Suivait une table ronde, animée par Catherine Collange de l’Inria Rennes-Bretagne Atlantique, dont voici quelques points saillants. Tout d’abord, l’intérêt pour les technologies quantiques des spécialistes réunis pour l’occasion est très diversifiée et souvent le résultat d’une démarche personnelle. Ainsi Arnaud Coathanay de l’ENSTA raconte qu’il “n’avait pas prévu de faire du quantique” mais que suite à des publications sur les performances du radar quantique, il s’est dit “qu’il fallait y aller”. Même chose pour Yann Allain, entrepreneur indépendant touche-à-tout et maker, qui affirme être “tombé dans le quantique par hasard” avant tout avec des visées pédagogiques. Pour Gilles Burel, de l’UBO-LabSTICC, l’approche est algorithmique. Sachant “qu’on ne peut pas copier un état quantique”, il cherche à utiliser l’intrication quantique pour réaliser “un équivalent de la redondance”. Quant à Gildas Meunier de l’Université Bretagne Sud, constatant que la programmation quantique est “très compliquée” et “peu intuitive” il s’intéresse à “trouver un langage de haut niveau” qui permettrait de s’abstraire de la complexité des concepts quantiques.
Autre point à retenir, tous les participants s’accordent sur le fait qu’il n’est pas évident d’imaginer un parcours de formation accessible à des étudiants ou professionnels. Ainsi Gilles Burel prévient : “Actuellement, on ne peut pas faire abstraction du matériel et c’est vrai pour encore quelques années… J’avoue que je n’ai pas moi-même toutes les compétences. On aurait intérêt à se regrouper pour donner une vision d’ensemble.” Yann Allain va dans le même sens lorsqu’il dit qu’on ne peut pas aborder le quantique “sans une vision sur ce qu’il se passe au niveau physique”. Gildas Menier se demande si pour aborder des notions avancées de physique, de mathématiques et d’algorithmique, il faut jouer sur l’interdisciplinarité ou plutôt “faire intervenir quelqu’un qui lui-même aurait une vue d’ensemble”. Attention toutefois à ne pas rebuter les étudiants si le parcours d’enseignement paraît trop ardu. Arnaud Coatanhay parle lui d’un “club d’informatique quantique” qui avait permis d’être efficace avec des étudiants volontaires “hors du cursus officiel”. Rémi Geiger, de la startup WAINVAM-E, intervenant via le chat, insiste sur l’utilité des travaux pratiques pour appréhender les concepts essentiels : “C’est possible désormais avec des solutions à base de capteurs à centres NV du diamant.”

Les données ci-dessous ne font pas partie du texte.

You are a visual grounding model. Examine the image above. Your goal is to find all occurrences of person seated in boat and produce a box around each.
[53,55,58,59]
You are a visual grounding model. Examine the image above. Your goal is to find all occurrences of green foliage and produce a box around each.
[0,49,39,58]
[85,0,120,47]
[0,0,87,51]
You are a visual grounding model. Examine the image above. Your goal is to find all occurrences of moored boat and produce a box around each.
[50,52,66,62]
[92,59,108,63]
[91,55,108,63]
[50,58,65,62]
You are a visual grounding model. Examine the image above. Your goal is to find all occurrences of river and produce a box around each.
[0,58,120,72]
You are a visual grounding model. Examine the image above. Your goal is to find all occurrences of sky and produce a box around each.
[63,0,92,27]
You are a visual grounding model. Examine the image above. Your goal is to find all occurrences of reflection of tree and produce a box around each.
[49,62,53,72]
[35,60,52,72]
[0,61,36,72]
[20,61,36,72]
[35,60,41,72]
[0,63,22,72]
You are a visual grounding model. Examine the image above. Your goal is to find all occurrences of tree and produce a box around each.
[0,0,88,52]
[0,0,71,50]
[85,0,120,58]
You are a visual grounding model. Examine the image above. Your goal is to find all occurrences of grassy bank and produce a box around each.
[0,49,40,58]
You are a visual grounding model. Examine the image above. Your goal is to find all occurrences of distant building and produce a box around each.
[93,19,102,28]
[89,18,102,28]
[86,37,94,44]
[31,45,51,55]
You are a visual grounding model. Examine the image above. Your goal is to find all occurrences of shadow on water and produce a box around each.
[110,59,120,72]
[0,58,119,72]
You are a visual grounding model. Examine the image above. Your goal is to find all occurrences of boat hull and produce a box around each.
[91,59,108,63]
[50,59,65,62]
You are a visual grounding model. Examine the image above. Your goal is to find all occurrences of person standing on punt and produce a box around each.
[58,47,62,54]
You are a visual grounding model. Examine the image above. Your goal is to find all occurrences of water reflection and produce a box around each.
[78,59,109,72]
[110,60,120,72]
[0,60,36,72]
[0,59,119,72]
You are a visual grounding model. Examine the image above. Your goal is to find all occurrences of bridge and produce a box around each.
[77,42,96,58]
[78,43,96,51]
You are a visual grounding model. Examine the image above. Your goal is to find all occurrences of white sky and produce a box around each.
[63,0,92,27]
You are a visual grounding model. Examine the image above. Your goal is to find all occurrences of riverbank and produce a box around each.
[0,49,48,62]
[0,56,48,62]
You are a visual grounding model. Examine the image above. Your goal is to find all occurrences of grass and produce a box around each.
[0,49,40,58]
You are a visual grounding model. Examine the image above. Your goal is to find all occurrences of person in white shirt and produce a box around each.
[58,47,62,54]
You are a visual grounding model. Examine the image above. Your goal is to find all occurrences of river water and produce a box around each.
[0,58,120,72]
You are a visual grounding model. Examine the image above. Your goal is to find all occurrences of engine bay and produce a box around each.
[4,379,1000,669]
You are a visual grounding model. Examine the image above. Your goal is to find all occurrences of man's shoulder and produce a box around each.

Si la question de la formation a mis en évidence le caractère multidisciplinaire des technologies quantiques, les participants de la table ronde étaient également unanimes sur l’urgence à regrouper et structurer nos forces dans l’Ouest. Yann Allain commence par un constat : “Lorsqu’on a monté cette table ronde, on s’est aperçu qu’on travaillait tous sur le domaine mais qu’on ne se connaissait pas. On pourrait lancer en commun l’équivalent de la filière cyber qui elle est très très organisée.” Il faut donc agir, et vite, car remarque Gilles Burel : “Nous avons beaucoup de retard par rapport à d’autres régions.” Une vision que Rémi Geiger tempère, à nouveau par chat : ” En retard, pas forcément. En tout cas sur le plan industriel grâce à la filière photonique et des startups comme Cailabs, WAINVAM-E. Dans le jargon, les “enabling technologies” sont sur le territoire et donc avec des emplois.”
Mais comment lancer la structuration d’un Hub quantique ? Aude Ollivier-Cadoret et Hervé Saliou, d’Images & Réseaux, suggèrent que les pôles de compétitivité servent de point de contact en vue de “monter un groupe de travail”. L’invitation à prendre contact s’adresse à tous les acteurs du territoire intéressés par les technologies quantiques : laboratoires, écoles d’ingénieurs, PME, startups, industriels…
La Technoférence se poursuivait par trois exemples de développements en cours. Ainsi Olivier Hess présentait l’approche d’ATOS qui anticipe le moment où les ordinateurs quantiques seront opérationnels. Dans cette optique, le groupe a mis au point un outil de simulation qui présente l’avantage d’être indépendant du hardware utilisé pour produire les qubits. La solution ATOS myQLM permet dès maintenant de s’initier aux principes de la programmation quantique pour les chercheurs, étudiants et développeurs.
Ensuite Audrey Lucas de Tekalis, spécialiste du stockage de données et de la cryptographie, expliquait pourquoi il faut absolument se préparer à l’arrivée du quantum computing car il est possible de récupérer aujourd’hui des données protégées qui pourront être décodées demain “quand le déchiffrage quantique sera là”. L’idée est de renforcer dès maintenant le chiffrement par l’étude de technologies quantiques et la génération de clés parfaitement aléatoires pour aller vers des techniques de cryptographie post-quantique dites “quantum-resistant by design”.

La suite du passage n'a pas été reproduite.